En application des dispositions des articles R. 731-1 à R. 731-3 du code de la consommation, la part des ressources mensuelles du débiteur à affecter à l’apurement des dettes est calculée par référence au barème prévu à l’article R. 3252-2 du code du travail, sans que cette somme puisse excéder la différence entre le montant des ressources mensuelles de l’intéressé et le montant forfaitaire du RSA, et dans les conditions prévues à l’article L. 731-2, de manière à ce qu’une partie des ressources nécessaires aux dépenses courantes du ménage lui soit réservée par priorité.
En l’espèce, Madame [V] [Z] a son conjoint en charge. En effet, elle justifie du fait que celui-ci n’a pas de ressources.
Madame [V] [Z] percevra, à compter du 1er octobre 2024, un traitement à hauteur de 2005,90 euros à compter du 1er octobre 2024. Ainsi, le maximum légal pouvant être affecté au remboursement des créanciers est de 408,43 euros.
S’agissant des charges, Madame [V] [Z] paie un loyer et une place de parking (593,54 euros) et un loyer pour son conjoint vivant en Guadeloupe (346,10 euros). En application de l’article R. 731-3 du code de la consommation, il convient d’évaluer les autres charges (charges courantes, charges d’habitation et de chauffage) conformément au barème élaboré par la commission de surendettement des particuliers qui tient compte de la composition du ménage et permet un traitement égal des débiteurs, soit en l’espèce 1169 euros. Dès lors, la part des ressources nécessaires aux dépenses courantes est de 2108,64 euros.
Il résulte de l’ensemble de ces éléments que Madame [V] [Z] ne dégage aucune capacité de remboursement (-102,74 euros) de sorte qu’aucun plan de rééchelonnement ne peut être mis en place.

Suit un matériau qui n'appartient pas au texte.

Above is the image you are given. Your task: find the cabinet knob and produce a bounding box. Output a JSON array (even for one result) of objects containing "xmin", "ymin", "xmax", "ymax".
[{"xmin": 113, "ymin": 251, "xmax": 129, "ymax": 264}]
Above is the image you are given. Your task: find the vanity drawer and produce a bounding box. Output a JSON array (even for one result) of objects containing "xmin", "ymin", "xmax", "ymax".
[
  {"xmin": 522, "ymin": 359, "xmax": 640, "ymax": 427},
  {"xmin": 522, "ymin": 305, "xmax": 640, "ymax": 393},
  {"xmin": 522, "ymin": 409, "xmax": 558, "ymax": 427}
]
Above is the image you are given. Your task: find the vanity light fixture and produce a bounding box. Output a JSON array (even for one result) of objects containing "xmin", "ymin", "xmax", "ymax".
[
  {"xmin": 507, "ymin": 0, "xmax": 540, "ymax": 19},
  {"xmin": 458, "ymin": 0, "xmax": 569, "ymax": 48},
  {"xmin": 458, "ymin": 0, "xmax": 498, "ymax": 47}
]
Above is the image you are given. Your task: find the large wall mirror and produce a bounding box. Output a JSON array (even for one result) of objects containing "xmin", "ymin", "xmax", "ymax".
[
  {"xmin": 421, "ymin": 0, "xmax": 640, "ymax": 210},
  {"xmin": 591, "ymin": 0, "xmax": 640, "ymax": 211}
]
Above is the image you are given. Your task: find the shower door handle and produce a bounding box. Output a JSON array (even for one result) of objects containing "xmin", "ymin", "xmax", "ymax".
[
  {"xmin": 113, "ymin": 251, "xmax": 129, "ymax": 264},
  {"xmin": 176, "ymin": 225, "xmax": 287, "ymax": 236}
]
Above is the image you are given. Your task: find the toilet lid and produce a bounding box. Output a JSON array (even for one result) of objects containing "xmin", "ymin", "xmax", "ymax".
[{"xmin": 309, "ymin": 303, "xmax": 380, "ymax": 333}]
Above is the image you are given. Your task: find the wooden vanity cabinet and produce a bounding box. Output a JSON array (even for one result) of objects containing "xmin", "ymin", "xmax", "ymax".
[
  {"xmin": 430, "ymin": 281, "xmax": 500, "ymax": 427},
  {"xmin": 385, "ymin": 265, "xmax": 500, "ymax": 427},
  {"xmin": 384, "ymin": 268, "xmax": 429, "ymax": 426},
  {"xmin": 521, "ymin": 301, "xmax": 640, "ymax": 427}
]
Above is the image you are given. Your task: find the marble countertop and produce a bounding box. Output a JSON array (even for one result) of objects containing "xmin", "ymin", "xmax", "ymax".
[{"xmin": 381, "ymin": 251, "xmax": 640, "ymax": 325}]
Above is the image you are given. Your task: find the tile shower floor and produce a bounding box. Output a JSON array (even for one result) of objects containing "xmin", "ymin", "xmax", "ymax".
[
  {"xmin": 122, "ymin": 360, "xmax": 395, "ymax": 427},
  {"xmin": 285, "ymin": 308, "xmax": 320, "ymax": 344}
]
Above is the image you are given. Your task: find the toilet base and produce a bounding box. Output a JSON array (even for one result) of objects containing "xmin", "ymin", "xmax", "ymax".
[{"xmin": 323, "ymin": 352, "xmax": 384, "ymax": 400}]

Madame [V] [Z] a pour seul patrimoine une épargne de 246 euros.
Elle n’a jamais bénéficié de précédentes mesures de surendettement, notamment d’une mesure de suspension de l’exigibilité de ses dettes. Si la titularisation de Madame [V] [Z] est suivie d’une baisse de son traitement, celui-ci a vocation à augmenter avec son ancienneté. De plus, les époux, qui vivent séparément pour le moment en raison de la prise de poste de Madame [V] [Z] en métropole, pourront à terme revivre ensemble, ce qui aura pour effet de diminuer le montant des charges du foyer. Dans ces conditions, la situation de Madame [V] [Z] ne peut être qualifiée d’irrémédiablement compromise.
Il convient en conséquence de rejeter les mesures imposées par la commission de surendettement des particuliers et de suspendre l’exigibilité des dettes de Madame [V] [Z] pendant 24 mois.
Il appartiendra à Madame [V] [Z], si nécessaire, de déposer un nouveau dossier à l’issue des présentes mesures ou en cas de changement significatif de sa situation.
PAR CES MOTIFS
Le juge des contentieux de la protection, statuant publiquement, par jugement réputé contradictoire et en premier ressort, rendu par mise à disposition au greffe
DÉCLARE recevable le recours formé par Madame [V] [Z] à l’encontre des mesures imposées par la commission de surendettement des particuliers du Puy-de-Dôme à son profit ;
REJETTE les mesures imposées par la commission de surendettement des particuliers ;
SUSPEND l’exigibilité des dettes, autres qu’alimentaires, de Madame [V] [Z] pendant vingt-quatre mois afin de lui permettre un éventuel retour à meilleure fortune ;
RAPPELLE qu’aucune voie d’exécution ne pourra être poursuivie par l’un quelconque des créanciers pendant toute la durée d’exécution des mesures, sauf à constater la caducité de ces dernières ;
DIT qu’il appartiendra à Madame [V] [Z], en cas de changement significatif de ses conditions de ressources à la hausse comme à la baisse, de ressaisir la commission de surendettement d’une nouvelle demande ;
ORDONNE à Madame [V] [Z], pendant la durée du plan, de ne pas accomplir d’acte qui aggraverait sa situation financière, sauf autorisation du juge, et notamment :
— d’avoir recours à un nouvel emprunt,
— de faire des actes de disposition étranger à la gestion normale de son patrimoine ;
RAPPELLE qu’en application de l’article R. 713-10 du code de la consommation la présente décision est exécutoire de plein droit à titre provisoire ;
LAISSE les dépens à la charge du Trésor Public.